最近の曇天のような心持ち。
それを、打破するべく、髪を刈り込んだ。バリカンでばりばり。そして、長さ3mmに設定するためのアダプターを取る衝動にかられる。
やっちゃへ。やってみたら3mmで刈り込んだ時とあまり変化がない。曇天打破出来ず。
そこで、剃るか。でも。躊躇。
だからこそ、曇天を打破できないのだ。こんなんじゃ、駄目だ。
頭に石けんを塗り。カミソリでモミアゲをじょり。まだ大丈夫。修正は効く。そして、じょり。斜めにそり落としたら、髪の毛3mmのスタートレックのスポック船長が鏡の前に現れた。

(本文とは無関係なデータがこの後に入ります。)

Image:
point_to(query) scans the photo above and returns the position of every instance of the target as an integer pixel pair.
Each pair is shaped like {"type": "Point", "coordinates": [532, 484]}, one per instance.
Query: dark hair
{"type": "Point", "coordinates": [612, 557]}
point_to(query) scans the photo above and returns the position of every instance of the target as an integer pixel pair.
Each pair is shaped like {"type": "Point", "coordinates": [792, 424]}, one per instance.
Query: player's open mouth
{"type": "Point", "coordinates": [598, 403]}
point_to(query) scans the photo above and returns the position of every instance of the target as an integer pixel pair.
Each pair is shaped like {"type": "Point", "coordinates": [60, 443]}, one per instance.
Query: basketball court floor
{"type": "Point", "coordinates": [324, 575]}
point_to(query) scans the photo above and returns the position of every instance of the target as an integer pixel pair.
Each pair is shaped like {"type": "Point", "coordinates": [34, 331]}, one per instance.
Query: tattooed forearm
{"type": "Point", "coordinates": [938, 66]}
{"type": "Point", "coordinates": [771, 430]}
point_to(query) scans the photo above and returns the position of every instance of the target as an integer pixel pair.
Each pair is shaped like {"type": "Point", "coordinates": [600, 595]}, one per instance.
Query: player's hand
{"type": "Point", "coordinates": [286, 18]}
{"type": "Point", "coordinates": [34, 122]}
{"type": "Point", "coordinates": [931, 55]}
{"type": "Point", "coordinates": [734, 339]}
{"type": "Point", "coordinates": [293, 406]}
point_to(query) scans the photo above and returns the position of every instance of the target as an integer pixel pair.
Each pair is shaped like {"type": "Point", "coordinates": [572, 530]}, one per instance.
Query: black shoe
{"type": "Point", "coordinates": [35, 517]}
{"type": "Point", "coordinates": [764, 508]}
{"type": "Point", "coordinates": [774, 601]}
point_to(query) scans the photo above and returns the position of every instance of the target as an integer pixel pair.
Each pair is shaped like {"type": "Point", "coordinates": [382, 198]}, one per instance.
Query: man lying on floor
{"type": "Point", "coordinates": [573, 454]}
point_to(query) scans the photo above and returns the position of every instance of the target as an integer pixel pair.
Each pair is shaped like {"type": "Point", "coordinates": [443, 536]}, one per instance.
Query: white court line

「あ、後戻できない」と呟きながら、一人でカミソリ持ちながら笑い転げた。変質者のようだ。
そして、もうやっちまえと思って全部剃り落した。慣れ親しんだ髭剃りでは忘れていた、爽快感。ジョリジョリという感覚も、髭よりも密度の濃い髪の毛では手が痺れるようだ。石けんを洗い流し髪の毛、もとい、頭皮をタオルで拭き取ると坊さんが現れた。
これでわかったことだけど、頭皮は極めて温度に敏感だということ。35年以上頭髪に守られてデリケートな皮膚は超高感度な温度センサーとなるのだった。現在部屋で暖房を付けているが、温度フロント(高い低いの境界/前線)を意図も簡単に見分けられる。また、料理をして居る時に上層の空気がコンロで暖められるその過程、その温度の時間勾配を感じられるのだ。
そして、今日になってみると、頭皮にすでに髪の毛が薄ら浮かんで来た。なでればジョリジョリ感が増した。そして、微々ではあるが延びた頭髪によってか、一日で鈍感さを増したためかその温度センサの感度は低下したように思える。
曇天のような心持ちを、剃髪で打ち破ったかはわからないけれど、『「ある髪」を剃り落すことはなんとも贅沢だ』とは思えた。